Business groups vent anger over 'confusing' Brexit papers
THE publication of the British Government's Brexit 'no deal' papers has been met with anger from within the north's business community.
The Government released 24 technical papers yesterday outlining preparations and scenarios that could play out if no agreement can be reached before the March deadline.
The papers, which state, amongst other things, that Northern Ireland businesses who trade on the border should contact the Irish government for advice in the event of a no-deal scenario, have been labelled confusing and disruptive by representatives from local groups.
Speaking after their publication, chief executive of Northern Ireland Chamber of Commerce and Industry, Ann McGregor said the papers had not delivered any clarity for local businesses.
“Today's Brexit papers have two key outcomes for Northern Ireland businesses – it confuses them more and increases their costs.

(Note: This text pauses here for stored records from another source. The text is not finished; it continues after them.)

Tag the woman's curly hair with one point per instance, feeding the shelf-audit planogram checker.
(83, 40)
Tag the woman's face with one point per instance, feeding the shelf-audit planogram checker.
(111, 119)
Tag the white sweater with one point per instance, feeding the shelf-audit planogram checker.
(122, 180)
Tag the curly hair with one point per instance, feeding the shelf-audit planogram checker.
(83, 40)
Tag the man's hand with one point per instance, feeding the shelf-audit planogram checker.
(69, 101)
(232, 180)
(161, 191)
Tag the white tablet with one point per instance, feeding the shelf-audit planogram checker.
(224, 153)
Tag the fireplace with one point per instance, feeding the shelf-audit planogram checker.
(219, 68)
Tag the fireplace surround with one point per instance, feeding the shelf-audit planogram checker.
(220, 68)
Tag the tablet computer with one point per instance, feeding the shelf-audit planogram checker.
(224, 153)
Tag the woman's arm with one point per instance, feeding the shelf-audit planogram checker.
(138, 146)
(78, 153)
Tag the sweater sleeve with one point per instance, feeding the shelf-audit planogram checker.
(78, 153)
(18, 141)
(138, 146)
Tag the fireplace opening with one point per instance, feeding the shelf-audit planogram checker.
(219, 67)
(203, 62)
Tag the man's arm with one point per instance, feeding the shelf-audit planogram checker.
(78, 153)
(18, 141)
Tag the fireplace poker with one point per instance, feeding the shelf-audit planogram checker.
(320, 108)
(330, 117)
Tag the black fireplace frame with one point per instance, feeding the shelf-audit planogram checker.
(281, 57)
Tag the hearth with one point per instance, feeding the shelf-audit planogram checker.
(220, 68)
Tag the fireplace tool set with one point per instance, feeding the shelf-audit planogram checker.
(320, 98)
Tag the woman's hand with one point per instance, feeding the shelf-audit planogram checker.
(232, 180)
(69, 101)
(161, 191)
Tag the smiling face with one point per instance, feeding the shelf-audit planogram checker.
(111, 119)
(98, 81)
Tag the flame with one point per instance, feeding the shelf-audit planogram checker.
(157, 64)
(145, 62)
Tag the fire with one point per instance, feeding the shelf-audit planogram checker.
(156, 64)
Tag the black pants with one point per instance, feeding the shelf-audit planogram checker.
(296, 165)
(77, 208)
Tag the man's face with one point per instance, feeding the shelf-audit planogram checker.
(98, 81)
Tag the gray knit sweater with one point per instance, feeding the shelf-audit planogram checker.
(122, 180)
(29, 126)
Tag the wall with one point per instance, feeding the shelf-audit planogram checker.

“This, in tandem with the lack of key infrastructure decisions that can be made here, amplifies the need for an Executive to return to represent Northern Ireland at this critical time," she said.
Stephen Kelly, chief executive of Manufacturing NI said it is "extraordinary" local firms have been advised to contact the Irish Government in the event of a no-deal
"The fear was that there was little understanding in Whitehall, now there appears to be little care about how Northern Ireland businesses actually operate."
"The UK government has a responsibility to deliver the Brexit they've chosen in a way which does not damage jobs and livelihoods. Only business can make Brexit work so brushing our firms off and telling them to go sort our own problems out by speaking to Dublin is not acceptable," Mr Kelly said.
"What has been provided in these papers only makes here a more difficult and less attractive place to do business buy doubling up on rules, introducing unwelcome customs costs and everyone, including individuals liable for VAT cost," he added.
The papers have also been met with negativity from within the retail sector, with fears expressed over price rises for the consumer.
"Unfortunately these notices paint a very dark picture not only for our industry, but across the board for business as well as the hard pressed Northern Ireland consumer," director of the Northern Ireland Retail Consortium, Aodhán Connolly said.
“Most worryingly these notices provide confirmation that unless anything else changes, a no deal Brexit would mean World Trade Organisation tariffs on imports from the EU on day one with an average 22 per cent on food, 44 per cent on Irish cheddar, 21 per cent on Dutch tomatoes. This will translate into price rises which is disaster for our consumers who already have half of the discretionary income of our Great Britain counterparts.”
"The efforts of both negotiating teams in the coming weeks must be to settle on a withdrawal agreement and an orderly transition to avoid these deeply damaging consequences for consumers and the retail industry," Mr Connolly added.